The meat-eaters are an order of mammals with seven families. Among those, the otters are one of the five groups of the mustelid family. Cousins include the badger, skunk and weasel. The otter species currently divide the earth between them, neatly occupying almost every habitat that their ecological niches allow. Only two species cover Eurasia and North American freshwater (The sea otter of the American west coast and NE Asia is largely marine).

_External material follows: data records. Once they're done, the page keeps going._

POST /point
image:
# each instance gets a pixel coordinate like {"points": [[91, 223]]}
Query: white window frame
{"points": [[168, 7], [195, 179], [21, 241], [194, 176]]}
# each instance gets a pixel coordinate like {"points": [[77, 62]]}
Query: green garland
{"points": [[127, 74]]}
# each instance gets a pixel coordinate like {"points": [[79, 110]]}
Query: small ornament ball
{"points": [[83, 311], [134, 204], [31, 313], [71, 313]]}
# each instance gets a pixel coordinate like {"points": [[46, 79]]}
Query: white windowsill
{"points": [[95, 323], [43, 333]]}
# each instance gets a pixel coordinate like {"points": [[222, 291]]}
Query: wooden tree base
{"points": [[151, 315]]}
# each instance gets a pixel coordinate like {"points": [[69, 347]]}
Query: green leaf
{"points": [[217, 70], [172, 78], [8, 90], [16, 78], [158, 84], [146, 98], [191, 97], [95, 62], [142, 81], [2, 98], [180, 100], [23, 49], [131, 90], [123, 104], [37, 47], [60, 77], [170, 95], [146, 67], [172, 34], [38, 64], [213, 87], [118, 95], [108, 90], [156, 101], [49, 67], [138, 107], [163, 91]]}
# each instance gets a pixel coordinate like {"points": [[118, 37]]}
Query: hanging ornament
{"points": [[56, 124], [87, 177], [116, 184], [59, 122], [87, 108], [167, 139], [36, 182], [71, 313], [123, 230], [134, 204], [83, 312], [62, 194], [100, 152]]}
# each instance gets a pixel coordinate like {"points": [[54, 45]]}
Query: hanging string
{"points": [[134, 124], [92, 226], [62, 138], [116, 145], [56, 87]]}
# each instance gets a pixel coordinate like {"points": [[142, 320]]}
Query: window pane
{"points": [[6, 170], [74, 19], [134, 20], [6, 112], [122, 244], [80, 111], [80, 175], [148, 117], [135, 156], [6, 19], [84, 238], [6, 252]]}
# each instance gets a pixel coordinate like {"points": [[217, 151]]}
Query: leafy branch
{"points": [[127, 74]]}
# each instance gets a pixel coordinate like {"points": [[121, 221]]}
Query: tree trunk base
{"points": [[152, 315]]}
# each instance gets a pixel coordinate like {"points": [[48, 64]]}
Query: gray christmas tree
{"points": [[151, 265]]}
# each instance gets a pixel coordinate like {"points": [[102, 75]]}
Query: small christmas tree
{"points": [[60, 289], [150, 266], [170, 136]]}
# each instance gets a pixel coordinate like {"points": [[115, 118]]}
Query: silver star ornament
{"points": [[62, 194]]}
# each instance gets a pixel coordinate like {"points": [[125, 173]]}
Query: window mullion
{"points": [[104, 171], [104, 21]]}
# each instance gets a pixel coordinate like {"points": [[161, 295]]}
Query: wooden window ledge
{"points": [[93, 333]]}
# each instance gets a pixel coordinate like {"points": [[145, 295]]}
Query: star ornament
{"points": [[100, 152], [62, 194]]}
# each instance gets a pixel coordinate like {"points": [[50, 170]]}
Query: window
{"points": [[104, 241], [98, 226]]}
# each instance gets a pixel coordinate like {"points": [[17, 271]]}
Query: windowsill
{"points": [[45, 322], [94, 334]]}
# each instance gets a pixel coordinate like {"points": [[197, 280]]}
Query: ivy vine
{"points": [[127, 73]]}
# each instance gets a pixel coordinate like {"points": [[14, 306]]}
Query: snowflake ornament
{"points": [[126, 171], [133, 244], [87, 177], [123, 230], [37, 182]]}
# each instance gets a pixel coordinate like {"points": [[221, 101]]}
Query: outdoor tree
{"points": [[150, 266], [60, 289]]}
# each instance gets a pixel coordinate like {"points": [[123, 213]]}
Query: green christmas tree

These two species are not closely related. The Eurasian Lutra lutra is distinguished by having the smallest nose of any otter. And all this claptrap for what? Well, otters could be regarded as biological indicators of rivers' quality after their recent experience (over the past 100 years). In the UK, they've been hunted for centuries, as otters still are in many states of the US and provinces of Canada. But pollution has also made them locally extinct in most English rivers in the past.

Along with the sea-otter, the Eurasian species has suffered most from pollution in the emissions of oil, organochlorine insecticides, organic waste and heavy metals from industry into rivers. Often the fish stocks have been destroyed, or the water is acidified, to the same effect. The three species noted here are all recorded as having had high concentrations of pesticide in their fat tissues. In the UK, dieldrin, one of the major insecticides used in the 1950s is sensibly associated with the otter's decline that began in that decade.

As with declines in birds of prey during that period, reproductive failure reduced populations, rather than direct toxic effects. High levels of mercury can occur in rivers, as well as other ions such as lead and cadmium. Natural causes exist, but mining drastically increases risks of metals' pollution. No effect has yet been proved on otters, but it's likely that sub-lethal effects may affect behaviours, as they do in humans.

As we can't analyse many otters for pollutants, spraints (their characteristic sweet-smelling faeces) can be tested. As the species in developed countries regain their original habitat to some extent, the hope is that we can easily gain information on the health of a river and its tributaries. Any company escaping waste regulations could easily be located by checking the "river wolves" - the locals name for the otter population!

The river wolves are sleeping now! Giant otters are highly sociable, but becoming rarer as their habitats are systematically destroyed, mercury poisons them and hunters want their pelts

The river wolves are sleeping now! Giant otters are highly sociable, but becoming rarer as their habitats are systematically destroyed, mercury poisons them and hunters want their pelts - Giant Otters; Credit: © Shutterstock

Of course, knowledge of the state of an otter population would not go amiss with those are species we hardly ever see. For example, the South Americans are lucky yet again to have the almost unseen and most endangered sea cat (Loutra feline) on rocky coasts and, in the mighty Amazon basin, the 6 foot (2 metre) giant otter.

Mercury poisoning, this time from gold mining, is a major hazard in the rivers and the state of the water can now be gauged from the state of the otters - perhaps we can finally put a break on the Amazon's exploitation by using the resident organisms instead of abusing them.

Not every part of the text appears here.